PIM-LLM: A High-Throughput Hybrid PIM Architecture for 1-bit LLMs
Jinendra Malekar, Peyton Chandarana, Md Hasibul Amin, Mohammed E. Elbtity, Ramtin Zand
TL;DR
PIM-LLM addresses the challenge of accelerating decoder-only LLMs with extreme 1-bit quantization by proposing a hybrid architecture that combines analog PIM with a digital tensor processing unit. It accelerates low-precision projection-layer MatMuls via memristive crossbars and 1-bit weights, while running high-precision 8-bit attention head MatMuls on a dedicated 8-bit TPU, using an output-stationary dataflow and LPDDR memory for edge efficiency.

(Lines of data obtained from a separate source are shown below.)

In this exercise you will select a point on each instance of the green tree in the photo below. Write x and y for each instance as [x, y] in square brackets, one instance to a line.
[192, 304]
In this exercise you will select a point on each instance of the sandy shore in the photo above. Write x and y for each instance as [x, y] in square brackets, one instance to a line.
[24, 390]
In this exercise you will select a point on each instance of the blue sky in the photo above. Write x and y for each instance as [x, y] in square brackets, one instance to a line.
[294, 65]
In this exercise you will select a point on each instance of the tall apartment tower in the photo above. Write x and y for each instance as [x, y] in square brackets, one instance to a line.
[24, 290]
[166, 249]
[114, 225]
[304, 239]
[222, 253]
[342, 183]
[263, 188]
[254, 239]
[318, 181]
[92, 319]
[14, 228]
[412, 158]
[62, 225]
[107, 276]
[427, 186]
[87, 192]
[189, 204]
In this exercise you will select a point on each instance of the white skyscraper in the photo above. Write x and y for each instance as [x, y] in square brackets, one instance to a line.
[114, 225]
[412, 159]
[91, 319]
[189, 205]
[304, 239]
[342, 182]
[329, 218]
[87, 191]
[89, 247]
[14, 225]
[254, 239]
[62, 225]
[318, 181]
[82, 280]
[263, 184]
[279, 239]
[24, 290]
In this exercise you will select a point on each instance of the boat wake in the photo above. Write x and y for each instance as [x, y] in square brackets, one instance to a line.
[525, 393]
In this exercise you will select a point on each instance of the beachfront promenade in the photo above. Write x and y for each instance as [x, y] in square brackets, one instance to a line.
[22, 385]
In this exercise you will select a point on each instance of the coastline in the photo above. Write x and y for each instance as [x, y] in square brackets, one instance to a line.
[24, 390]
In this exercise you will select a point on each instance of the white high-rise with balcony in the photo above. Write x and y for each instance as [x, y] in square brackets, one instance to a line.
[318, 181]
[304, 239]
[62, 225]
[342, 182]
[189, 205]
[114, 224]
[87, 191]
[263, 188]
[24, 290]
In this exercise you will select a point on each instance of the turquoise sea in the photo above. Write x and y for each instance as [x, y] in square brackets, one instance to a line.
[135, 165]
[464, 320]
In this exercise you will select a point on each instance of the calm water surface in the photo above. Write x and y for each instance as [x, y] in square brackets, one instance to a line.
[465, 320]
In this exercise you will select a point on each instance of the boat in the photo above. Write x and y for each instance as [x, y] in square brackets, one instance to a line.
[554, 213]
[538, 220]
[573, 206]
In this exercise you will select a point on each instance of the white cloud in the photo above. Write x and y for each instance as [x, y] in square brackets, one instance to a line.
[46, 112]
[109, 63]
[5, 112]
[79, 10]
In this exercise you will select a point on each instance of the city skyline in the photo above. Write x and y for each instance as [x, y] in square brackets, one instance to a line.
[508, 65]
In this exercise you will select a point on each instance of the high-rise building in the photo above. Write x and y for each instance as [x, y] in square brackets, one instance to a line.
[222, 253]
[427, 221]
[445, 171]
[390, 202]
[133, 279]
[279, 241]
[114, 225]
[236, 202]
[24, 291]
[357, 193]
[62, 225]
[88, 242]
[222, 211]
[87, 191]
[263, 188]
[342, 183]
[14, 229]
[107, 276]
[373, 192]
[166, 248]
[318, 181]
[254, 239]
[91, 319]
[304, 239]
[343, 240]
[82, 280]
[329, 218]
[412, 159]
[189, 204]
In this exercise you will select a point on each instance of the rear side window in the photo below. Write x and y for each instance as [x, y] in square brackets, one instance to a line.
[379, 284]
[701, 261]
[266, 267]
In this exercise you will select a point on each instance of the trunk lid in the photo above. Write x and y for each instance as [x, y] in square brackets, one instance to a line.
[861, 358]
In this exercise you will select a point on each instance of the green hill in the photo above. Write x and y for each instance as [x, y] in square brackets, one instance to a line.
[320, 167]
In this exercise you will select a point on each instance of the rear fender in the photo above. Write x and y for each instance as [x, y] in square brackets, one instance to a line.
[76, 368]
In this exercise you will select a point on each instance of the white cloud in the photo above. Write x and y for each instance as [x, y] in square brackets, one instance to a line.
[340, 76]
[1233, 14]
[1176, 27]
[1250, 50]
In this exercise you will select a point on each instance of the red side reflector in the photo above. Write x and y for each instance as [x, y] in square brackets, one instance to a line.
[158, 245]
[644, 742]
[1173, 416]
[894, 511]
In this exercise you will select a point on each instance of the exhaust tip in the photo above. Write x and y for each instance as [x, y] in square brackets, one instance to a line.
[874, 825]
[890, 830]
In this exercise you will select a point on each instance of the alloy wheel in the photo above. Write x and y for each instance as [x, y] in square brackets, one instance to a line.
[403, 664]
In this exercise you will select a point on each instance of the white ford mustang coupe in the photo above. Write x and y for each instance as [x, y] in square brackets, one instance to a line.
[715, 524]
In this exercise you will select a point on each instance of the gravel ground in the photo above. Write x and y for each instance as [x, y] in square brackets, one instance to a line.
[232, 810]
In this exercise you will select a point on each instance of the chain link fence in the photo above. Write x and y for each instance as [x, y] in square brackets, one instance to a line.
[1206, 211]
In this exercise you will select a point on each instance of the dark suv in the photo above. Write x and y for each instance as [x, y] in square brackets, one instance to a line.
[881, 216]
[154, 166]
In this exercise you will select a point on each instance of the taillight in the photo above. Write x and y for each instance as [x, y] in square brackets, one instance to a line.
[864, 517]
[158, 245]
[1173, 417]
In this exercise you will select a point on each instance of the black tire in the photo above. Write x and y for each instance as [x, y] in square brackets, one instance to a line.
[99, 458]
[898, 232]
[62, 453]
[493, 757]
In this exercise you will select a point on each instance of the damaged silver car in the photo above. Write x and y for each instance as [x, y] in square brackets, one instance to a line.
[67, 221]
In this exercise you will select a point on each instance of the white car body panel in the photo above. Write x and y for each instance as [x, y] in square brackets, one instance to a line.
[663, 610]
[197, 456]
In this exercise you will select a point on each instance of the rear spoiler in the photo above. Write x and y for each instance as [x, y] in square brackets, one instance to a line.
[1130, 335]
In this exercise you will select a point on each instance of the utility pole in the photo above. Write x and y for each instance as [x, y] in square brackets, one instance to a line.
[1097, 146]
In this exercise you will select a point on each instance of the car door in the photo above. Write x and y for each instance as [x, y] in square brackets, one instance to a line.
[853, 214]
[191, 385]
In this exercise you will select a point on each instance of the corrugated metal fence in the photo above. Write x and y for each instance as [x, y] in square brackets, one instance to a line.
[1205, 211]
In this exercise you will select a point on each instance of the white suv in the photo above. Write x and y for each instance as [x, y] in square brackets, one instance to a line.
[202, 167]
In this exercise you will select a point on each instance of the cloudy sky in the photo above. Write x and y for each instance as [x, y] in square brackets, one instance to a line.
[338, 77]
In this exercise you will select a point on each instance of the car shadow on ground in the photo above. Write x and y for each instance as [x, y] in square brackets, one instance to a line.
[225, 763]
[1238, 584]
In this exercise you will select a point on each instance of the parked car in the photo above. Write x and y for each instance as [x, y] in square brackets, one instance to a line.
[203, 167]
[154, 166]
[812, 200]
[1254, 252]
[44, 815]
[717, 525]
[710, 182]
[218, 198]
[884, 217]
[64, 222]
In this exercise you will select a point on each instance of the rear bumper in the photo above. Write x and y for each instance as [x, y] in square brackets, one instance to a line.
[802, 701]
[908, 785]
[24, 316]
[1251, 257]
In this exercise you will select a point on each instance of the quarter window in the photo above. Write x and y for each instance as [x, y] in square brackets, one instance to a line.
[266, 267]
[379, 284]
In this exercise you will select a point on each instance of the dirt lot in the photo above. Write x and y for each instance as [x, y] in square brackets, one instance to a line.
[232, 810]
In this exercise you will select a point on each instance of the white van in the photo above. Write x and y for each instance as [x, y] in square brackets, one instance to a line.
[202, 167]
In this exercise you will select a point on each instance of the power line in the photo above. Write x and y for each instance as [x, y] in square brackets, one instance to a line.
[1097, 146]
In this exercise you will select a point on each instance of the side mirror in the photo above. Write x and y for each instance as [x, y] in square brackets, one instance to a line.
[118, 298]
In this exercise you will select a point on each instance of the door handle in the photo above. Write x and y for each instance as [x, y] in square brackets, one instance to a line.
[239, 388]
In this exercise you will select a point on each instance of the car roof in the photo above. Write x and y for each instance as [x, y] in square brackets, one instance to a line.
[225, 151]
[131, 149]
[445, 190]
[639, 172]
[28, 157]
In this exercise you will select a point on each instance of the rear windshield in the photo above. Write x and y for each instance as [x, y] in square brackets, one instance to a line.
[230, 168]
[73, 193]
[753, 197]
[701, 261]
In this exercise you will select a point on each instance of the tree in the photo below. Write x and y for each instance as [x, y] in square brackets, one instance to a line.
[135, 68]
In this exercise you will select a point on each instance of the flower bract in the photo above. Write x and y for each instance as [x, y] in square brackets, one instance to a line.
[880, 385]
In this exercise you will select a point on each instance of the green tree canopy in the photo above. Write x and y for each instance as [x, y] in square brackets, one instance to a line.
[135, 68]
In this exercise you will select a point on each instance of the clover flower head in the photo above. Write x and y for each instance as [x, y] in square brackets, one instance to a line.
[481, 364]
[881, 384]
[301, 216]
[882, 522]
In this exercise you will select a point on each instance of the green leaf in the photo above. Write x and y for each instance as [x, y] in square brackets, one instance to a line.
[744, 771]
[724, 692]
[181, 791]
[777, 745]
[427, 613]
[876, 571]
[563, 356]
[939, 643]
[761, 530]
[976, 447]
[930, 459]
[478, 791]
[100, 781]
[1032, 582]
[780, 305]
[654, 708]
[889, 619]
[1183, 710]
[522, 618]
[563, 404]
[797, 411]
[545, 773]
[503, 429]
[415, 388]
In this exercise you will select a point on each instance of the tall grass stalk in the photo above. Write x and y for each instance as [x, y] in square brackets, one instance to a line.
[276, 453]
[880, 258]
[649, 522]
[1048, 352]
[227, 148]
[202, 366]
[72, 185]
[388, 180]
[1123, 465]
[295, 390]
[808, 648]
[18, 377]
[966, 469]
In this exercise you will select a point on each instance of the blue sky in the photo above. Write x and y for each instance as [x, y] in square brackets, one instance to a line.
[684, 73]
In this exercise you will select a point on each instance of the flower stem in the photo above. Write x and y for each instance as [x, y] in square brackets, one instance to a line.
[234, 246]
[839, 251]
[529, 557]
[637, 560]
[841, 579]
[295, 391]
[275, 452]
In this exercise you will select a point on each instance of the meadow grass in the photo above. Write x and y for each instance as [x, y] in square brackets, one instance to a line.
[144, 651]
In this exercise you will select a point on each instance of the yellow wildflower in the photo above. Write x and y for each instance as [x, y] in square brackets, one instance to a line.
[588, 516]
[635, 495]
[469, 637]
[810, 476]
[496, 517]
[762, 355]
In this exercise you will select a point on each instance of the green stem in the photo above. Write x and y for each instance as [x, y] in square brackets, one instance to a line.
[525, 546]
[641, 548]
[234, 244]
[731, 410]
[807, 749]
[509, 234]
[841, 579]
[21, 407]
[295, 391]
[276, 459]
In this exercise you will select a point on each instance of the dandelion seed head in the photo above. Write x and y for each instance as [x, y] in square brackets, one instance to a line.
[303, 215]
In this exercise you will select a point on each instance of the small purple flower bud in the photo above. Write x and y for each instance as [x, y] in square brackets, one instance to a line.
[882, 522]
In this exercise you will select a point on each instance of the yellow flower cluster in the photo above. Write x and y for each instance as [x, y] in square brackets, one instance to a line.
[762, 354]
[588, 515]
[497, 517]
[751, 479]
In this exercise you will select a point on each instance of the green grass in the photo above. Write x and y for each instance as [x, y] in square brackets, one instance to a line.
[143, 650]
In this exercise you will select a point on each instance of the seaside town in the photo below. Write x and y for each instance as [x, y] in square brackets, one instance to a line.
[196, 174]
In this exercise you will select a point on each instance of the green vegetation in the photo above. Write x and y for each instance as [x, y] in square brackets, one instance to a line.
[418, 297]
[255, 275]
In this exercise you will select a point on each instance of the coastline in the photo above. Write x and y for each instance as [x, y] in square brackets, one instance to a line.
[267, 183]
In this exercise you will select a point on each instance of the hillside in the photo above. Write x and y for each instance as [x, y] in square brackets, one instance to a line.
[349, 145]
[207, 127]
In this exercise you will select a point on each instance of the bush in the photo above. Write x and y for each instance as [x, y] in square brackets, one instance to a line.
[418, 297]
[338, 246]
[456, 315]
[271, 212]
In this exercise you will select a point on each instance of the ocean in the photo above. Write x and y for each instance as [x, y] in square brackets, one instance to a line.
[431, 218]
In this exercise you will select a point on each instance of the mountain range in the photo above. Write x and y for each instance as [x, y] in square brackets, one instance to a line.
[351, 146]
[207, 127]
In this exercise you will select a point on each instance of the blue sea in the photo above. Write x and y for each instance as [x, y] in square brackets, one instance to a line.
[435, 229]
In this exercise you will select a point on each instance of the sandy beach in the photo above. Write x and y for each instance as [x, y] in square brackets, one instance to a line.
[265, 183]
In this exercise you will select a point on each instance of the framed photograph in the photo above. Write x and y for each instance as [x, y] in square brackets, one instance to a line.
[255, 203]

The results show up to $80×$ tokens-per-second throughput, $70%$ tokens-per-joule energy efficiency, and at least $2×$ and $5×$ gains in GOPS and GOPS/W over prior PIM accelerators, with stronger benefits for larger models and longer contexts. This hybrid approach thus enables high-throughput, energy-efficient edge inference for 1-bit LLMs and provides a blueprint for future PIM-based decoder architectures.
Abstract
In this paper, we propose PIM-LLM, a hybrid architecture developed to accelerate 1-bit large language models (LLMs). PIM-LLM leverages analog processing-in-memory (PIM) architectures and digital systolic arrays to accelerate low-precision matrix multiplication (MatMul) operations in projection layers and high-precision MatMul operations in attention heads of 1-bit LLMs, respectively. Our design achieves up to roughly 80x improvement in tokens per second and a 70% increase in tokens per joule compared to conventional hardware accelerators. Additionally, PIM-LLM outperforms previous PIM-based LLM accelerators, setting a new benchmark with at least 2x and 5x improvement in GOPS and GOPS/W, respectively.